On Friday, Abraham described the reviews, known as Combatant Status Review Tribunals, as "designed not to ascertain the truth, but to legitimize the detentions."

"What we were handed were diluted, watered-down summaries, and it was the best they had," Abraham, who participated in a detainee review as part of his assignment, told members of the House Armed Services committee. "We said it was not good enough to justify holding someone for the rest of their life," he stated.

Abraham's testimony came as the committee considers legislation that would give those held captive at Guantanamo the right to challenge their detentions in civil court. The Senate Judiciary Committee last month approved a bill that would restore the rights of so-called enemy combatants to challenge their detentions through traditional habeas corpus petitions in U.S. District Court.

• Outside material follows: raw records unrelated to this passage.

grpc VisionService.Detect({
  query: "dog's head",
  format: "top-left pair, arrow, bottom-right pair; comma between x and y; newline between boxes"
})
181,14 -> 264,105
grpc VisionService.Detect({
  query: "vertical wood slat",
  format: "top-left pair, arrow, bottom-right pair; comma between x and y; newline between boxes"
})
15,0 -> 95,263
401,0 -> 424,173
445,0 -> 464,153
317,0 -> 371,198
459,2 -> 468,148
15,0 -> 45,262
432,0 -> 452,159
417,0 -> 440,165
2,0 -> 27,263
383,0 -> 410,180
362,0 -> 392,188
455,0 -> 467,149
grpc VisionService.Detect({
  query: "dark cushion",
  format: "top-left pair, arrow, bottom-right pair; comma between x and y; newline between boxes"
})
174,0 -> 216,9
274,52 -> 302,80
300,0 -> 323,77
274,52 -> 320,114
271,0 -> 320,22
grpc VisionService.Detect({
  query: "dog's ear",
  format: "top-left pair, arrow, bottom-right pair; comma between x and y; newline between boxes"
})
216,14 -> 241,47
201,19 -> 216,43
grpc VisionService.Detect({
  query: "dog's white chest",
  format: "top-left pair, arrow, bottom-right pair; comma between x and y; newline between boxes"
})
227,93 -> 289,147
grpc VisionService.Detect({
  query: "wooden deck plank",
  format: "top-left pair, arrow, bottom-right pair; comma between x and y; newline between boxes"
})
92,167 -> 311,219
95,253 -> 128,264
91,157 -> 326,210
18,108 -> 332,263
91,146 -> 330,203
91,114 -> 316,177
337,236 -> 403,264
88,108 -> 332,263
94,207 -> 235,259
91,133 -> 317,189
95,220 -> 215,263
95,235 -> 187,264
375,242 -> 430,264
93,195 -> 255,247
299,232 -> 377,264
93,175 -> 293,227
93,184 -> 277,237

Abraham described a system of sham trials, "an effort to lend a veneer of legitimacy to the detentions, to launder decisions already made." He said the reviewers were provided with "vague, generalized data" from unknown sources that made it impossible to decide whether a detainee should be classified as an enemy combatant. The reviewers also were constantly prodded to speed up the process, he said.

Abraham said the three-officer panel he served on agreed that there was no credible evidence that one detainee, Abdullah al Ghazawy, was a member of the Libyan Islamic Fighting Group, as the government alleged. But the panel was ordered not to close the case to allow for further evidence to be introduced, he said. No new evidence arrived, and Abraham said the panel stuck to its guns.

Abraham said he later learned that a second panel was convened two months later to hear al Ghazawy's case. It "reached a different result," Abraham said, and he was never assigned to another case. He said the second panel also reconsidered and overturned the finding of another panel that a detainee wasn't an enemy combatant.

"The process ensured that panels would rubber-stamp decisions already made," he said.